アニメイトタイムズでは、そんな『アークナイツ【冬隠帰路PERISH IN FROST】』の放送が折り返しとなったタイミングで、監督の渡邉祐記さん&副監督の西川将貴さんへのインタビューの機会を得られました。
今後の物語についてや、原作からの人気キャラクターである“フロストノヴァ(CV:高垣彩陽)”を登場させる上での苦労など様々なエピソードをこの機会に語っていただいています。またシリーズ通して印象に残るキャラクターたちの“目のアップ”のカットにまつわるこだわりも必読です。ぜひ後半戦の前にチェックしてくださいね。
原作からの取捨選択で苦労があった
――シーズン2『アークナイツ【冬隠帰路PERISH IN FROST】』の放送も折り返しとなりました。まずは今の心境をお願いします。
渡邉祐記監督(以下、渡邉):ゲームをプレイしている方はわかっているかと思いますが、アニメから入られた方たちは龍門という場所には何かあるのだろうなであったり、ウェイという人間には何かあるのだろうと、見えてきている段階かと思います。この後も色々とある感じなので、そのへんをお楽しみにしていてください。

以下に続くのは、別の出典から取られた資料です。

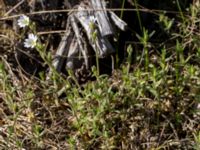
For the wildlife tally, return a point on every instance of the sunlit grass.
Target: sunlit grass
(146, 104)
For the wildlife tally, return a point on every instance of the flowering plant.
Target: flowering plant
(23, 21)
(31, 41)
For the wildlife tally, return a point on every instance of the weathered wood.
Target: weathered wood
(62, 50)
(105, 26)
(78, 36)
(101, 45)
(117, 21)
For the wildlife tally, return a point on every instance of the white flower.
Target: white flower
(23, 21)
(31, 42)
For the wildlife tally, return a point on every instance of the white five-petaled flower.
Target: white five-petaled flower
(31, 41)
(23, 21)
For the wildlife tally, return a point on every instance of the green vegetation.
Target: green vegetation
(150, 102)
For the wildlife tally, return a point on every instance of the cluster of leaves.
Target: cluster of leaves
(151, 104)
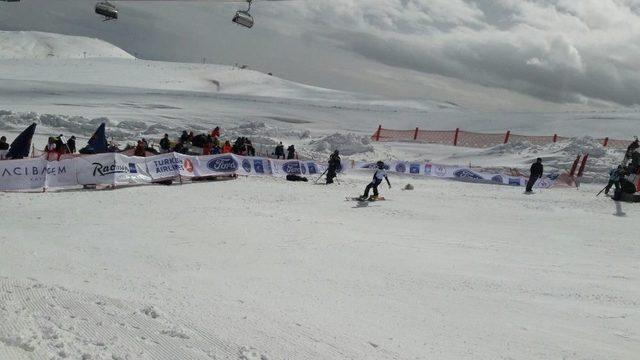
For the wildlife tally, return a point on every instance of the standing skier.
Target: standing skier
(631, 148)
(291, 152)
(334, 166)
(380, 174)
(614, 178)
(535, 173)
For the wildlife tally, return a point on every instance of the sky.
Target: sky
(542, 55)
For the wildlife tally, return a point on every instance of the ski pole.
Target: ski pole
(321, 175)
(601, 191)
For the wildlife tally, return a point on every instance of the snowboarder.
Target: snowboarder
(291, 152)
(334, 166)
(279, 151)
(380, 174)
(3, 143)
(614, 178)
(535, 173)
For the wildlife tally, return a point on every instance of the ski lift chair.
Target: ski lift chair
(243, 17)
(106, 9)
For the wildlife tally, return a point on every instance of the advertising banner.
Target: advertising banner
(452, 172)
(118, 169)
(24, 174)
(111, 169)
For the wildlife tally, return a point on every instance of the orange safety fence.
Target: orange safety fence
(459, 137)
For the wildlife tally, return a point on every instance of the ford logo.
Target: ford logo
(223, 164)
(246, 165)
(467, 174)
(292, 167)
(258, 167)
(312, 168)
(514, 181)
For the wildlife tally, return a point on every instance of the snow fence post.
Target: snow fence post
(583, 165)
(574, 166)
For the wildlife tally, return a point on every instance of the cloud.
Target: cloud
(556, 50)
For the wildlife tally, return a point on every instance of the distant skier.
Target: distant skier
(71, 144)
(3, 143)
(614, 178)
(165, 144)
(334, 166)
(279, 151)
(291, 152)
(380, 174)
(535, 173)
(631, 148)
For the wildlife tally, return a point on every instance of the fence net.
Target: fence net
(477, 140)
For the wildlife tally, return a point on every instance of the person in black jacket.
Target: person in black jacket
(291, 152)
(279, 151)
(535, 173)
(3, 143)
(71, 144)
(334, 166)
(165, 144)
(632, 147)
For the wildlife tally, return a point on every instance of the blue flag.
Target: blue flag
(98, 142)
(21, 146)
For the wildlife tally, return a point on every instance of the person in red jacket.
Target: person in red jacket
(140, 149)
(216, 132)
(227, 147)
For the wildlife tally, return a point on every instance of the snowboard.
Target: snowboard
(363, 200)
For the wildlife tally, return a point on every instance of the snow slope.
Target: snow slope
(296, 272)
(260, 268)
(40, 45)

西川将貴副監督(以下、西川):ちょうど対局の動きがうつされていて、どことどこが対立していて、解消するためにどことどこが動いてという、けっこうわかりやすい対局と言いますか、感情論とか全部抜きにした、組織対組織の対立関係であったり、見えやすい部分が出ているようなところだと思います。例えばですが、ニュースで報道されやすいような分かりやすい内容に焦点があたっているというのが9~12話な気がします。

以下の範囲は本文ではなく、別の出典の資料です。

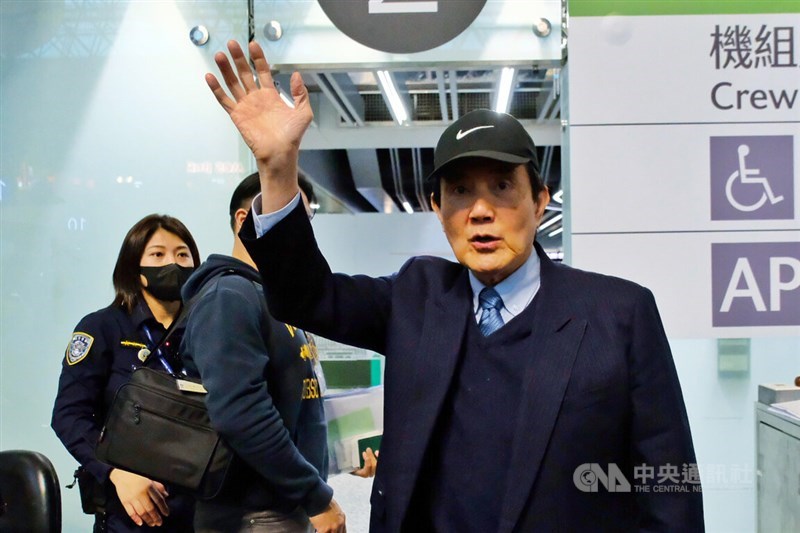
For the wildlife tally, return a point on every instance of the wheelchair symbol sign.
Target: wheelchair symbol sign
(752, 178)
(749, 176)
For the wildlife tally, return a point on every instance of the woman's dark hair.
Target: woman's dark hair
(537, 184)
(127, 284)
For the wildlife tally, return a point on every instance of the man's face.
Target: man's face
(489, 215)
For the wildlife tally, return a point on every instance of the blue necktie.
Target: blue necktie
(490, 303)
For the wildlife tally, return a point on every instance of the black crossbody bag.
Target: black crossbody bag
(158, 427)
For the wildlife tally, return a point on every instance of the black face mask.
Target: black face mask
(165, 282)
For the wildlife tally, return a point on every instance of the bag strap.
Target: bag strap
(183, 314)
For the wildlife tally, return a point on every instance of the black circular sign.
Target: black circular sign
(402, 26)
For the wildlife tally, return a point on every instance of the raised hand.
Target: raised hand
(271, 128)
(331, 520)
(144, 500)
(266, 122)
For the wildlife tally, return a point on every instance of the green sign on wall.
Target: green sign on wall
(598, 8)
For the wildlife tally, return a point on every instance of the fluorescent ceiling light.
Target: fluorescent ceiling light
(504, 90)
(395, 102)
(550, 222)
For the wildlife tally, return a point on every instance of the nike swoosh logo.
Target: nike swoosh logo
(461, 134)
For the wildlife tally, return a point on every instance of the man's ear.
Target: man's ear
(436, 209)
(239, 216)
(542, 201)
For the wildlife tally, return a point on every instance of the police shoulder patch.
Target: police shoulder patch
(79, 347)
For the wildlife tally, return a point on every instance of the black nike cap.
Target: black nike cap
(484, 133)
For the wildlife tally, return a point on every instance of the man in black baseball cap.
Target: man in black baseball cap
(511, 383)
(488, 193)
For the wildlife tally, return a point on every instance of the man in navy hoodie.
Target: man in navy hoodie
(263, 397)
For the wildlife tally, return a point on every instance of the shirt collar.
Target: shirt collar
(517, 290)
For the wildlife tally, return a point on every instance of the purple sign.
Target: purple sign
(752, 178)
(755, 284)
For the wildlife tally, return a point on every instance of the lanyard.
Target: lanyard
(161, 358)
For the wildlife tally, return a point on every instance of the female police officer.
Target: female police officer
(156, 257)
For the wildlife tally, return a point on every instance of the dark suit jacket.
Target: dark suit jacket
(600, 386)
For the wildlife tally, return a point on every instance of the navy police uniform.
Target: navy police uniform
(101, 355)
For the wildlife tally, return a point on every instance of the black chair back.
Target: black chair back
(30, 497)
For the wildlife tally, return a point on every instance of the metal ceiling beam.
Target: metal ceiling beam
(442, 95)
(342, 94)
(367, 178)
(454, 94)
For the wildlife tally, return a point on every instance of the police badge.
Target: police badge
(79, 347)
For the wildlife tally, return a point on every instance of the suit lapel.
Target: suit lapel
(442, 335)
(554, 344)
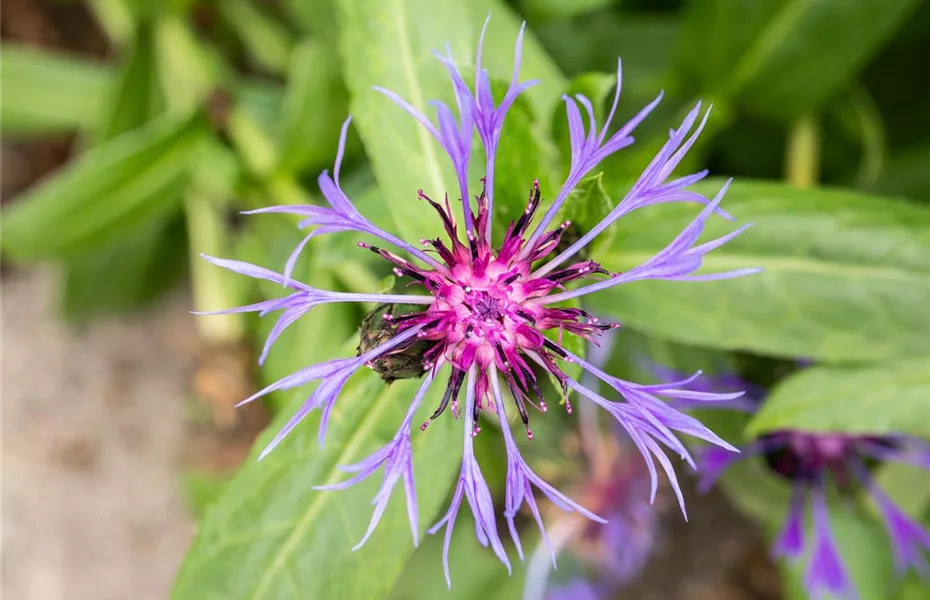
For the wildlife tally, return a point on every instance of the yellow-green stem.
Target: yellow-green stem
(802, 155)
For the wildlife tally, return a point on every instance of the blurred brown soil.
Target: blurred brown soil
(92, 423)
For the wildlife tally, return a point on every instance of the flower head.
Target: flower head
(484, 310)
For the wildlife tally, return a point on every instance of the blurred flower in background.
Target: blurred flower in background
(819, 466)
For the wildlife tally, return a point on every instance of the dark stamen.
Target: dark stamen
(551, 346)
(527, 217)
(452, 392)
(521, 406)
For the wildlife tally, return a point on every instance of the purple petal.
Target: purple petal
(826, 572)
(790, 542)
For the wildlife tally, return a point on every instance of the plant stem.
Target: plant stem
(212, 287)
(802, 155)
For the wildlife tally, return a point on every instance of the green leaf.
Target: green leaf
(645, 42)
(891, 398)
(389, 44)
(187, 69)
(127, 272)
(266, 39)
(587, 205)
(202, 488)
(845, 275)
(272, 536)
(555, 10)
(524, 153)
(125, 182)
(45, 92)
(313, 109)
(314, 16)
(137, 97)
(784, 58)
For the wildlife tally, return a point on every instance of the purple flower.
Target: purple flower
(484, 309)
(576, 589)
(809, 461)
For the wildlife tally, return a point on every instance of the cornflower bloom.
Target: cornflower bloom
(485, 309)
(810, 461)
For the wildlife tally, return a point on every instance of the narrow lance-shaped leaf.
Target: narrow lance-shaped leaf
(887, 399)
(390, 44)
(784, 58)
(845, 276)
(313, 108)
(45, 92)
(129, 180)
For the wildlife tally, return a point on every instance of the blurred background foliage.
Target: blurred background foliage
(192, 111)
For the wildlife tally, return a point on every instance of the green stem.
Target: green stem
(802, 155)
(212, 286)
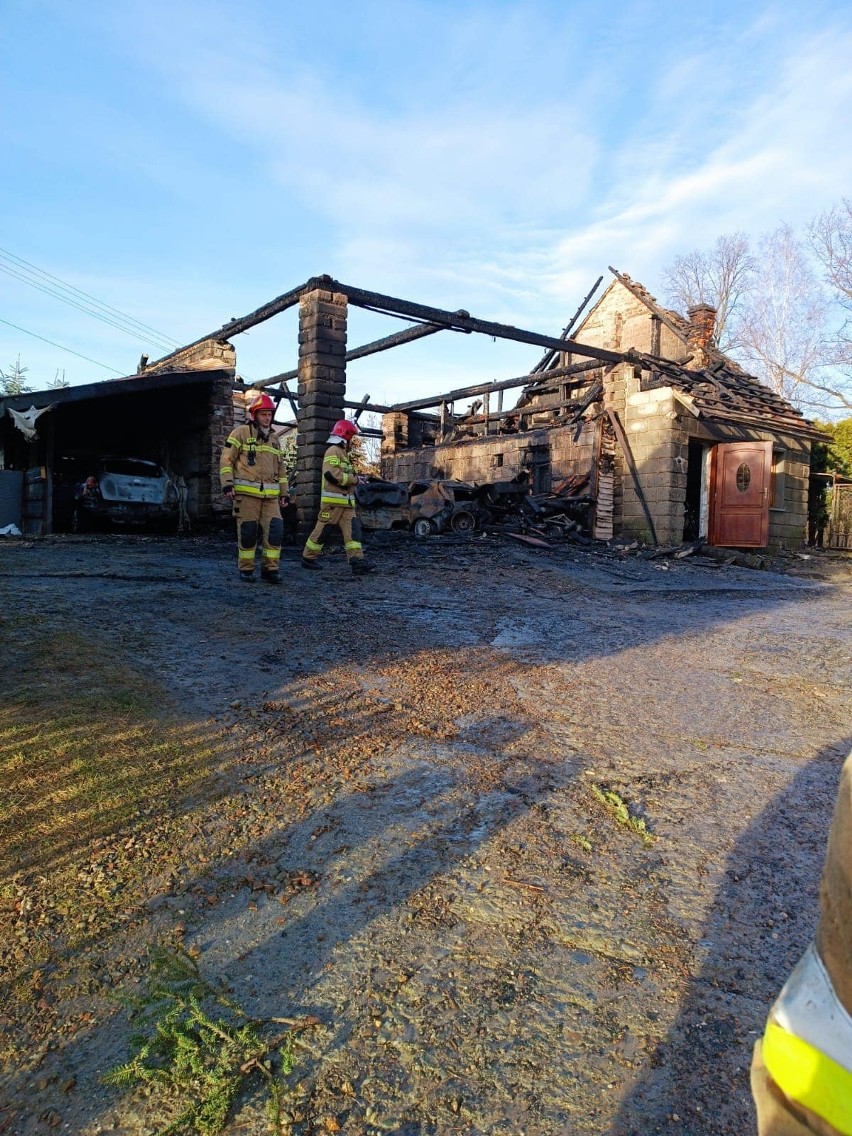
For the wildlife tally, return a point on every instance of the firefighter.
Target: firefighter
(253, 478)
(336, 504)
(801, 1075)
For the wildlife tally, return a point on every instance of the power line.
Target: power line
(75, 293)
(60, 347)
(89, 311)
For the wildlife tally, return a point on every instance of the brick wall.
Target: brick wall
(322, 389)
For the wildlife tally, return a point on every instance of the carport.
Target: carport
(174, 418)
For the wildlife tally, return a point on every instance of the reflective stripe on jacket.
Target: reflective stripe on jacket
(339, 479)
(808, 1043)
(252, 464)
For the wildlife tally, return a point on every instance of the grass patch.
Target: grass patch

――キャラクター視点とかで言いますとどうでしょうか?
渡邉:この後の話数では、今まで交戦に出ていたレユニオンの人たちが、どうなるのかという部分が描かれます。
ロドス、近衛局、レユニオンという陣営が3つあったと思いますが、1クール目でいうミーシャとはまた別ベクトルで、どこかに属しているようで、属していない、宙ぶらりんな人が登場したりするので、その人たちはこの都市の中でどうなっていくのかに注目して欲しいです。
西川:組織という形式や型というよりは思想みたいなところでキャラクターそれぞれが思い直した人から、組織を外れていく感じになるのか、どうかという点にも注目してください。9~12話で一区切りあってからの、13話以降という、視点が変わるので、見て頂きたいです。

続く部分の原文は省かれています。